An early manifestation of the quest for lightness was the creation of the second veil. “I could never understand how you could take a piece of embroidered fabric, and drape it over the head from the waist, and back again, because it always looked too heavy. I saw too many brides with migraines,” Tahiliani says. This he solved by using chiffon, net, and now, very fine Italian tulle, which can be embroidered to great effect.
According to Rana, Tahiliani’s obsession with lightness meant he approached it as a problem to be solved from both an aesthetic as well as a technical angle. “The innovation for him lies in the under-structure of the garment, in the choice of fabric — whether he uses more modern man-made fabrics like tulle, net, organza, chiffon and georgette, rather than the traditional silks and taffetas, even though these are more apt for heavy embroideries.

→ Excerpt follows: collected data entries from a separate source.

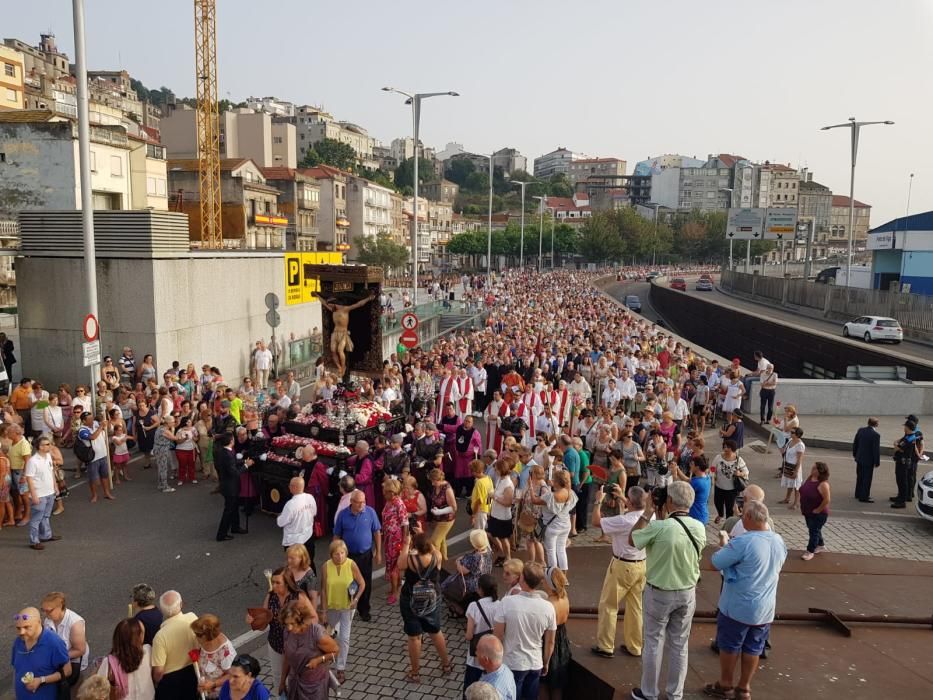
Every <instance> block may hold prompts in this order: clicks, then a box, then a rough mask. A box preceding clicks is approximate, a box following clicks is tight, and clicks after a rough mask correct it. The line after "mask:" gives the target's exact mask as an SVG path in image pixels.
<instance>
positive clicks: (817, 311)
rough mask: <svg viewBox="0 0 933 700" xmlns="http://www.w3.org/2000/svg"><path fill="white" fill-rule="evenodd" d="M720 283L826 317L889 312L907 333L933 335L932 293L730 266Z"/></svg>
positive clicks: (931, 335) (725, 288)
mask: <svg viewBox="0 0 933 700" xmlns="http://www.w3.org/2000/svg"><path fill="white" fill-rule="evenodd" d="M720 285H721V286H722V288H723V289H725V290H726V291H730V292H735V293H738V294H745V295H748V296H752V297H756V298H759V299H767V300H769V301H773V302H775V303H777V304H778V305H779V306H795V307H802V308H808V309H814V310H816V311H817V312H819V314H820V315H822V316H823V317H824V318H832V319H849V318H854V317H856V316H890V317H891V318H896V319H897V320H898V321H899V322H900V324H901V326H902V327H903V329H904V334H905V335H908V336H911V337H915V338H921V339H928V340H929V339H933V296H926V295H923V294H904V293H902V292H891V291H887V290H883V289H858V288H856V287H842V286H836V285H831V284H821V283H817V282H810V281H808V280H803V279H790V278H787V279H785V278H780V277H762V276H761V275H749V274H745V273H744V272H735V271H730V270H723V272H722V279H721V282H720Z"/></svg>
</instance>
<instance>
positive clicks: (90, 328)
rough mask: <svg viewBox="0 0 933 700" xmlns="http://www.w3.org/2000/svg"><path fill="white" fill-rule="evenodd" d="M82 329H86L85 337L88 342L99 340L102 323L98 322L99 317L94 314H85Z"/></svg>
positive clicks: (85, 330)
mask: <svg viewBox="0 0 933 700" xmlns="http://www.w3.org/2000/svg"><path fill="white" fill-rule="evenodd" d="M81 330H82V331H84V339H85V340H86V341H87V342H89V343H90V342H91V341H92V340H97V339H98V338H99V337H100V324H99V323H98V322H97V317H96V316H95V315H94V314H88V315H87V316H85V317H84V323H83V324H82V325H81Z"/></svg>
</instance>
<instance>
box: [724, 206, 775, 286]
mask: <svg viewBox="0 0 933 700" xmlns="http://www.w3.org/2000/svg"><path fill="white" fill-rule="evenodd" d="M719 191H720V192H728V193H729V206H727V207H726V220H727V222H728V219H729V209H731V208H732V193H733V192H734V191H735V190H734V188H732V187H720V188H719ZM727 225H728V223H727ZM782 252H783V251H782ZM729 271H730V272H731V271H732V239H731V238H730V239H729Z"/></svg>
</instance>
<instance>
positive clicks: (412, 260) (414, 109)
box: [382, 87, 460, 307]
mask: <svg viewBox="0 0 933 700" xmlns="http://www.w3.org/2000/svg"><path fill="white" fill-rule="evenodd" d="M382 89H383V91H385V92H394V93H397V94H399V95H402V96H403V97H405V98H407V99H406V100H405V104H407V105H411V120H412V127H413V128H412V132H413V136H414V139H415V158H414V160H415V168H414V190H415V198H414V202H413V204H412V209H411V213H412V234H411V255H412V265H411V291H412V295H411V305H412V307H415V306H417V305H418V143H419V139H418V131H419V129H420V127H421V101H422V100H426V99H427V98H429V97H438V96H441V95H449V96H450V97H459V96H460V93H457V92H453V91H448V92H414V93H411V92H403V91H402V90H396V89H395V88H394V87H384V88H382Z"/></svg>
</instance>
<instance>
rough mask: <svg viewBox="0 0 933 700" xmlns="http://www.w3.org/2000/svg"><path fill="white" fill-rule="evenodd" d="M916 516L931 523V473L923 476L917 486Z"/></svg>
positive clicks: (931, 510) (931, 505) (931, 491)
mask: <svg viewBox="0 0 933 700" xmlns="http://www.w3.org/2000/svg"><path fill="white" fill-rule="evenodd" d="M917 515H919V516H920V517H921V518H923V519H924V520H930V521H933V472H927V473H926V474H924V475H923V476H922V477H920V482H919V483H918V484H917Z"/></svg>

He was one of the first designers to take up Swarovski crystals in a big way, which replaced the need for traditional metallic sequins and zardozi. That itself made the overall weightage of the lehnga or sari lighter.” His creative evolution has also involved manifesting this idea of lightness in a colour palette of white, gold, pale pink, dusky rose and sunset-hued ombré.
But before he mastered the art of lightness, he succumbed to the conventionally seen orgy of embroidery, which led to lehngas being so heavy that Tahiliani remembers having to give suspenders to more than one bride. “When we started, we worked mostly on textiles, and we did ari, mirror work, aabla and mukaish, and in the late 2000s it exploded into a madness of weight,” Tahiliani says. But after seeing one bride’s lehnga falling off on the stage, and another weeping because she couldn’t walk in hers, he decided that enough was enough.

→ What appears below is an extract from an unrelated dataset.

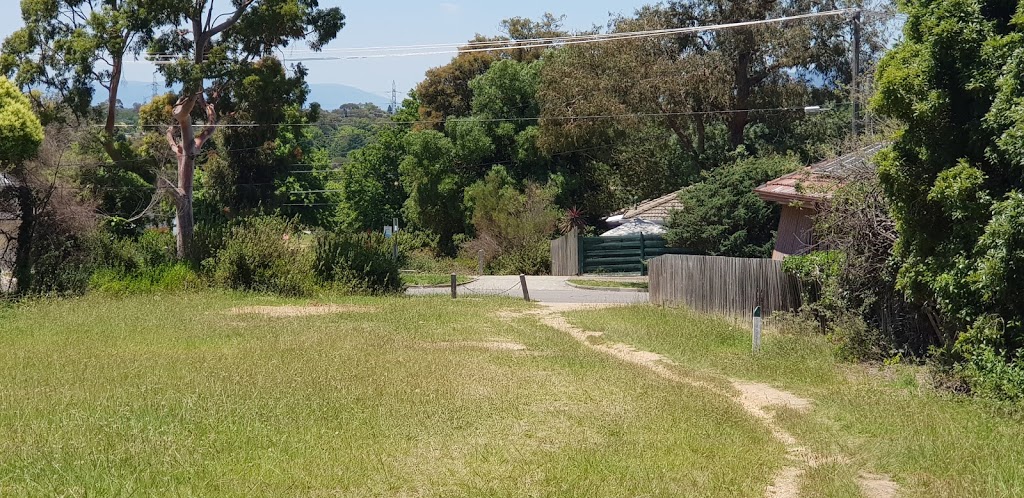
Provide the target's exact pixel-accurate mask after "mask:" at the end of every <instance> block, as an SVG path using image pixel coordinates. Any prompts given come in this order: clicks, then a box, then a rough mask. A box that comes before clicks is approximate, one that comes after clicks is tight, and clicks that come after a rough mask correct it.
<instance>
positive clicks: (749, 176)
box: [666, 156, 799, 257]
mask: <svg viewBox="0 0 1024 498" xmlns="http://www.w3.org/2000/svg"><path fill="white" fill-rule="evenodd" d="M798 165H799V163H798V162H797V160H796V159H795V158H793V157H786V156H768V157H760V158H745V159H740V160H738V161H736V162H734V163H732V164H729V165H726V166H722V167H720V168H718V169H715V170H712V171H711V172H709V173H707V174H706V175H705V177H703V178H702V179H701V180H700V181H698V182H696V183H693V184H692V185H689V186H687V188H686V189H683V191H682V192H681V193H680V195H679V201H680V203H681V204H682V206H681V208H680V209H678V210H676V211H673V213H672V217H671V219H670V220H669V233H668V235H667V236H666V238H667V239H668V240H669V243H670V244H672V245H674V246H676V247H683V248H686V249H689V250H691V251H693V252H695V253H699V254H708V255H712V256H734V257H771V251H772V247H773V246H774V244H775V226H776V224H777V222H778V216H779V212H780V210H781V209H780V207H779V206H778V205H777V204H774V203H768V202H765V201H763V200H761V199H760V198H759V197H758V196H757V195H756V194H754V189H755V188H757V186H758V185H760V184H762V183H764V182H766V181H768V180H770V179H773V178H776V177H778V176H781V175H783V174H785V173H790V172H793V171H795V170H796V169H797V167H798Z"/></svg>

“If someone stands there in 25 to 30 kilos and can barely move, then it shows. We used to do a lot of zardozi, which we don’t use anymore since it’s too heavy, and there’s nothing I can do to make that light. It’s great for a carpet or a canopy, but zardozi is too stiff to put on to clothes, it’s not for a bride.” Instead, he uses a lot more resham, Swarovski crystals and especially gota, which delivers gold work without the weight.

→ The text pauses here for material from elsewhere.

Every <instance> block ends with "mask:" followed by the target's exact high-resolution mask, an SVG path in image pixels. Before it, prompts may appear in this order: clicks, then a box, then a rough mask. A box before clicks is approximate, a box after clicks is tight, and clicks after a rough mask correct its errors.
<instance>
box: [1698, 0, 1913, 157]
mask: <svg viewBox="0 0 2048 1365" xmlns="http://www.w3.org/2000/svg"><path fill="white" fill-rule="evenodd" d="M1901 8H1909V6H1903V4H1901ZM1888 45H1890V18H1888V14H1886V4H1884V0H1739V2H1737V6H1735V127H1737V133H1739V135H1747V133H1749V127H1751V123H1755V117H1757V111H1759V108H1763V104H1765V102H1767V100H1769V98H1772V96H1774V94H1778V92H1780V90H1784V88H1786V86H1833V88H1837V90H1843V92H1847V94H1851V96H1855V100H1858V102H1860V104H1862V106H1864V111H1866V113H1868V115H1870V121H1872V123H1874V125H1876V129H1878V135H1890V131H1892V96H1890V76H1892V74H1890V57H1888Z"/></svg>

Tahiliani also has an R&D department that works on the underlying-structure for garments, and on developing different types of crinolines. The newest ones, he says, are weightless and float on the body despite being embroidered.
Most importantly, his search for lightness also reflects the changing attitudes of brides. “Brides now have a greater awareness of themselves and they wear that as a jewel. Some of the young women I see are cool, and do their own thing. They are not here to project anything; they just want to look like themselves. Yes, they’ll get a make-up artist; yes, they’ll wear one amazing piece of jewellery. But they don’t burden their outfits with everything, including the kitchen sink. That is no longer beautiful.”